L’USGS a conduit des études sur la présence du glyphosate dans les cours d’eau, les sols et les précipitations d’Amérique en 2014, retrouvant l’herbicide dans près de 40 % de l’eau et des échantillons de sédiments ainsi que dans 86 % des échantillons de pluie. Bien que sa présence était en dessous des niveaux définis comme problématique pour les hommes ou la nature, l’USGS a noté : « Les effets sur l’écosystème d’expositions de faible niveau à des mélanges de pesticides sont incertains, et certaines études ont attribué les effets toxiques sur le biote aux surfactants ou autres adjuvants qui sont inclus dans les formulations courantes du glyphosate. »
Certaines villes ont restreint l’utilisation du Roundup en réponse aux inquiétudes sur sa nocivité. Chicago a pratiquement totalement arrêté l’usage de l’herbicide, rendant près de 90 % de ses parcs exempts de produits chimiques. La ville utilise certaines techniques naturelles comme laisser l’herbe à 90 cm, ce qui permet à l’herbe de s’enraciner fortement et profondément en éliminant certaines mauvaises herbes.
Elle laisse aussi simplement quelques mauvaises herbes pousser. Le Chicago Park District indique sur son site internet : « À chaque printemps les utilisateurs du parc peuvent voir des pissenlits pousser dans leurs parcs de quartier à travers Chicago, signifiant un parc sans produits chimiques sans danger pour le jeu. »
La ville de New York a baissé l’utilisation du glyphosate de 12,5 % de 2014 à 2015, selon son rapport le plus récent sur l’utilisation de pesticides.

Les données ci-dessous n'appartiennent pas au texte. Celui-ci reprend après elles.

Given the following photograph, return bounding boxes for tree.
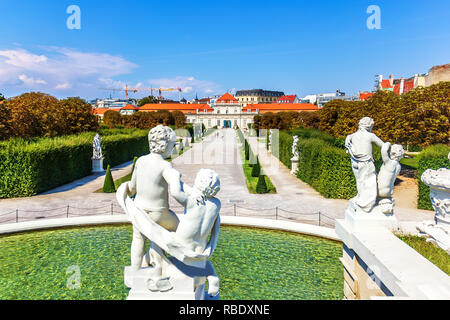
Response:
[103,164,116,193]
[256,174,269,193]
[0,102,12,140]
[138,96,158,107]
[103,110,122,129]
[8,92,59,138]
[252,157,261,178]
[55,98,99,135]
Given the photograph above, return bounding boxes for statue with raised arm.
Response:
[116,125,220,299]
[345,117,384,212]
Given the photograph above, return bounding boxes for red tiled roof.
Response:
[381,79,392,89]
[120,104,139,110]
[92,108,118,116]
[242,103,319,113]
[277,94,297,103]
[138,103,213,114]
[359,91,373,101]
[216,92,239,103]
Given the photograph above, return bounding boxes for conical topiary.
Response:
[103,164,116,193]
[244,140,250,161]
[252,157,261,178]
[256,174,268,193]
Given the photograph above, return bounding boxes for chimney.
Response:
[389,74,394,86]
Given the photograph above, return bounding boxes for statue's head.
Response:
[359,117,375,132]
[390,144,405,160]
[194,169,220,198]
[148,124,177,158]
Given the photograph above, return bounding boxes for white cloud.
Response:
[0,47,138,96]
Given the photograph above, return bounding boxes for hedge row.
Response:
[417,144,450,210]
[0,130,149,198]
[272,129,382,199]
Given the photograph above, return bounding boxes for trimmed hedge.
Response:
[273,129,382,199]
[0,130,149,198]
[417,144,450,210]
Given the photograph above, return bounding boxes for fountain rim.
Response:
[0,215,342,242]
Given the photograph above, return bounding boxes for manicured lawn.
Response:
[240,140,277,193]
[95,147,191,193]
[400,156,419,170]
[396,234,450,275]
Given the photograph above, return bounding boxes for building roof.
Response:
[359,91,373,101]
[242,103,319,113]
[92,108,118,116]
[277,94,297,103]
[139,103,214,114]
[120,104,139,110]
[381,79,392,89]
[216,92,239,103]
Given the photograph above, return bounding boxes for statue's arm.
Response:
[163,168,188,207]
[381,142,391,163]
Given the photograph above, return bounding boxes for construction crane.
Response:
[101,85,182,100]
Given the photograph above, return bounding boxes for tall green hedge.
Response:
[417,144,450,210]
[273,129,382,199]
[0,130,149,198]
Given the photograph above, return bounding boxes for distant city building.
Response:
[91,99,137,109]
[375,63,450,94]
[235,89,284,106]
[276,94,300,103]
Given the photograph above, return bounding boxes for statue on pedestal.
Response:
[117,125,220,299]
[416,153,450,254]
[345,117,404,221]
[92,133,104,173]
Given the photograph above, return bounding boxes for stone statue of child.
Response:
[127,125,190,270]
[174,169,221,296]
[378,142,405,198]
[345,117,384,212]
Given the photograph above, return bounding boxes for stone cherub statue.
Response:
[117,125,220,299]
[345,117,404,214]
[92,133,103,160]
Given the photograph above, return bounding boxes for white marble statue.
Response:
[117,125,220,299]
[291,136,298,160]
[377,142,405,214]
[417,153,450,254]
[92,133,103,160]
[345,117,384,212]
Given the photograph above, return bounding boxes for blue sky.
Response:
[0,0,450,99]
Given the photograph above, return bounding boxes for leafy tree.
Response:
[252,157,261,178]
[0,102,12,140]
[103,110,122,129]
[103,164,116,193]
[8,92,59,138]
[54,98,99,135]
[138,96,158,107]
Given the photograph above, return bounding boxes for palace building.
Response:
[94,93,319,128]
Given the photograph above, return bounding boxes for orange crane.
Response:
[101,85,182,100]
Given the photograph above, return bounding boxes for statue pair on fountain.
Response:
[117,125,221,299]
[345,117,404,215]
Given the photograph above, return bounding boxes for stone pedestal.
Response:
[92,158,105,173]
[124,258,218,300]
[417,168,450,254]
[291,158,298,175]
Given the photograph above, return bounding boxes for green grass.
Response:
[0,224,344,300]
[396,233,450,275]
[240,139,277,194]
[95,147,191,193]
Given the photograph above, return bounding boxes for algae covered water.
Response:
[0,225,344,300]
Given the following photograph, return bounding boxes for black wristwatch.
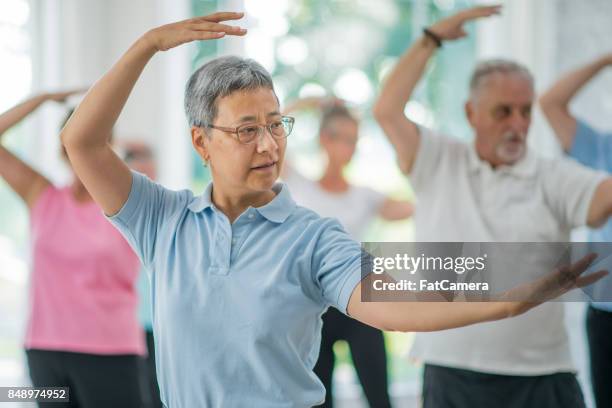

Le rapport note la preuve de la cancérogénicité et le risque de dégâts rénaux lorsque le glyphosate est utilisé sous certaines conditions. Bien qu’il n’a pas été fait de réglementation interdisant l’usage du glyphosate, le département de la santé et de l’hygiène de New York City a recommandé des méthodes alternatives de contrôle des mauvaises herbes.
Le glyphosate est répandu sur des milliers d’hectares de terres forestières autour du monde chaque année, pour tuer la végétation menaçant la croissance des conifères destinés à l’exploitation forestière. Cela comme pour 90 % de l’utilisation de l’herbicide dans les forêts canadiennes.
Selon les chercheurs de l’université de Turku en Finlande, cela pourrait fondamentalement altérer les microbes dans le sol et avoir des effets de grande ampleur en particulier dans les écosystèmes nordiques, où le glyphosate reste probablement plus longtemps dans le sol.
La province canadienne du Québec a banni l’usage du pesticide en sylviculture sur les terrains publics en 2001, montrant qu’il est possible de gérer des forêts sans lui.
Les méthodes alternatives comprennent l’enlèvement manuel ou mécanique de la végétation non désirée, ainsi que des pratiques de gestion des forêts générales comme la coupe sélective au lieu de la coupe claire, selon l’associée de recherche de l’université McGill Kristin Kopra. Ces solutions ne sont cependant pas non plus sans problème, comme le manque de main-d’œuvre pour l’enlèvement mécanique de la végétation.